The U.S. Securities and Exchange Commission (SEC) has charged Cumberland DRW, a crypto trading firm based in Chicago, with several securities violations.

According to the SEC, Cumberland acted as an unregistered dealer and managed over $2 billion in crypto assets. The complaint claims that Cumberland traded crypto assets sold as investment contracts on third-party exchanges.

The SEC identified five specific assets as securities: Solana, Polygon, Cosmos, Algorand, and Filecoin. This list is not exhaustive, meaning there could be more assets that fall into this category.

Jorge G. Tenreiro, the Acting Chief of the SEC’s Crypto Assets and Cyber Unit, stated, “Despite claims from the industry that crypto asset sales are like commodity sales, our complaint shows that Cumberland and the relevant issuers treated these transactions as securities.” He added, “Cumberland profited from its activities without providing the necessary protections that registration offers investors.”

In other news, Bitcoin miner Iris Energy faces a class-action lawsuit.

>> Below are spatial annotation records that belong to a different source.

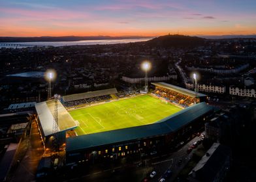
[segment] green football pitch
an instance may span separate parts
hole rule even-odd
[[[108,102],[70,111],[78,135],[155,123],[182,109],[150,95]]]

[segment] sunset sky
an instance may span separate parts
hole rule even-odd
[[[255,0],[0,0],[1,36],[256,34]]]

The lawsuit alleges that the company overstated its data center capacity and misled investors about its high-performance computing potential. Filed in the Eastern District of New York on October 7, this lawsuit seeks to represent shareholders who bought IREN securities between June 20, 2023, and July 11, 2024. Investor Paul Williams-Israel leads the lawsuit, claiming IREN misrepresented its capabilities.

Meanwhile, in Thailand, the Thai Securities and Exchange Commission (SEC) proposed new rules. These rules would allow mutual and private funds to invest in digital assets. This move aims to keep pace with international trends and address the growing interest from institutional investors. A draft proposal was published on Wednesday, inviting public feedback on changes to the criteria for these funds.

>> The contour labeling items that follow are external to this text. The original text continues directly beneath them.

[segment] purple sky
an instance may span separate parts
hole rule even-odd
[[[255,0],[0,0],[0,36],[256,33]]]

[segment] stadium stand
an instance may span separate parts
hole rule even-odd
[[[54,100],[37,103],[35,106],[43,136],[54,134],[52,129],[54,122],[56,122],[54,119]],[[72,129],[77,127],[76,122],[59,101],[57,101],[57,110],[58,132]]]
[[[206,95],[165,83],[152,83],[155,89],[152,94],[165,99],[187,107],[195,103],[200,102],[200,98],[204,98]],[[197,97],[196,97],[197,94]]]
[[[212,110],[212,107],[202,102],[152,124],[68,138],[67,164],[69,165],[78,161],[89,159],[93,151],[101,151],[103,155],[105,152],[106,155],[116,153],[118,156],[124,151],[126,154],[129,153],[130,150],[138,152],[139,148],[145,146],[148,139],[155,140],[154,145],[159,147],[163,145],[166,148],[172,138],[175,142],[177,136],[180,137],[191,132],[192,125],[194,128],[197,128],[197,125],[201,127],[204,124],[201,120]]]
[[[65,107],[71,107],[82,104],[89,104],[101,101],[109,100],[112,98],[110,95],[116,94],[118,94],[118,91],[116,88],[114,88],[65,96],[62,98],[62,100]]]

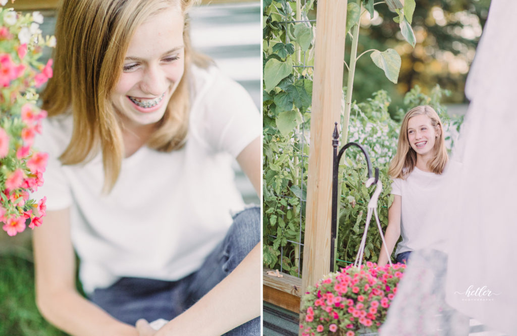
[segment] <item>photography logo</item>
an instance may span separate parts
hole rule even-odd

Lastly, federal authorities charged 14 individuals and four crypto companies with market manipulation and “wash trading.” This marks the first case of its kind. The U.S. Department of Justice (DOJ) reported that over $25 million in crypto has been seized in this case. Authorities even created a fake digital token to catch alleged criminals in the act. Charges have been filed against Gotbit, ZM Quant, CLS Global, and MyTrade for their involvement in these manipulative activities.